= Mia Nakano =

America photographer, filmmaker, educator, printer, activist

Mia Nakano is an American photographer, filmmaker, educator, printer, activist, a founding editor of Hyphen magazine, and Project Director of the Visibility Project.

== Career ==

Mia co-founded Hyphen magazine in 2003 as the photo editor. As of 2014, she launched the LGBT section of Hyphen.

In 2007, Nakano travelled to Nepal for a photojournalism internship with the Kathmandu Post. There, Nakano connected with the Blue Diamond Society, an LGBT organization, and collaborated with them to take photos of Nepal's LGBT community.

== Visibility Project ==
Mia continued documenting LGBT communities once she returned to the United States through the Visibility Project. The Visibility Project is a collaboration with Hyphen Magazine.
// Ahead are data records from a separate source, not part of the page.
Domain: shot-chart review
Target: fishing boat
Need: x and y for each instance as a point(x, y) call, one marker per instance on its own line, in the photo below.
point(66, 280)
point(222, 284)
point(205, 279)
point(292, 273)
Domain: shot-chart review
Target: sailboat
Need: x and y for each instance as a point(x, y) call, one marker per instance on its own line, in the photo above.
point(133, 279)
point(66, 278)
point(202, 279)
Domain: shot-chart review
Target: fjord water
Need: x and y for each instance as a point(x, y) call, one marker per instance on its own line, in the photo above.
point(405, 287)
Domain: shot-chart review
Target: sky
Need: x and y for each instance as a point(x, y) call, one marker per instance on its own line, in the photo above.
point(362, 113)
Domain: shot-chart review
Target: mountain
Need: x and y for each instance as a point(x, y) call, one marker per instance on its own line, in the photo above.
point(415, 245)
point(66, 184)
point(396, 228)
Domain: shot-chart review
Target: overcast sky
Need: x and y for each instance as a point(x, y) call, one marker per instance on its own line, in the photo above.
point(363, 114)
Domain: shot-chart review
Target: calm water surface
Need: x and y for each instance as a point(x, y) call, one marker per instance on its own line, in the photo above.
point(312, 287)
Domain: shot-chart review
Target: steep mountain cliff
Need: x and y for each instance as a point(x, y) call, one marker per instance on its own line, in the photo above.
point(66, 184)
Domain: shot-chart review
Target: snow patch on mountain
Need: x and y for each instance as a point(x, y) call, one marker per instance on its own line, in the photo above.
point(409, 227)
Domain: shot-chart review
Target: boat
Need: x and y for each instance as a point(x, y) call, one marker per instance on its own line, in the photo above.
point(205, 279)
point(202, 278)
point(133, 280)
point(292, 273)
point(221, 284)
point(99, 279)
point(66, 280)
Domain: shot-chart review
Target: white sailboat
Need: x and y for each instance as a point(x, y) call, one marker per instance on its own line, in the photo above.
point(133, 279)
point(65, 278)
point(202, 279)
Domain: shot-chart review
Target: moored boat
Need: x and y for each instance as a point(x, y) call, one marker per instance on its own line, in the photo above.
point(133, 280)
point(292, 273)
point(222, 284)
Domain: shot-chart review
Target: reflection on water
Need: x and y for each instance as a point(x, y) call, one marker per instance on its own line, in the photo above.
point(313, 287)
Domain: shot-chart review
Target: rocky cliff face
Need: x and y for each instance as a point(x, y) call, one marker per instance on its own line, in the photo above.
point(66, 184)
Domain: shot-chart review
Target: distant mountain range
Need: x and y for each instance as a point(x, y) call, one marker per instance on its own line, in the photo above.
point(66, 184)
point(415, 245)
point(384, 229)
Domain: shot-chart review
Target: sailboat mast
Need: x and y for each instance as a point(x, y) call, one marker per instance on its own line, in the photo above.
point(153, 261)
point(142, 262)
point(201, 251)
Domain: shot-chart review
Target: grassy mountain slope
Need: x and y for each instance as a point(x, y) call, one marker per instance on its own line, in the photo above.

The Visibility Project has been exhibited at Ohio State University, the Leeway Foundation in Philadelphia, the Oakland Asian Cultural Center, Smithsonian Asian Pacific American Center's Asian-Latino Festival in 2013.

Nakano was a panelist at Leeway Foundation's REVOLVE: An Art for Social Change Symposium.

Her work has been featured in Colorlines, Kathmandu Post, Motherjones.com, DemocracyNow!, and freethehikers.org.

In 2014, The Visibility Project collaborated with Hyphen Magazine to create LGBTQ Hyphen, the first LGBTQ-dedicated section in a nationwide and mainstream magazine.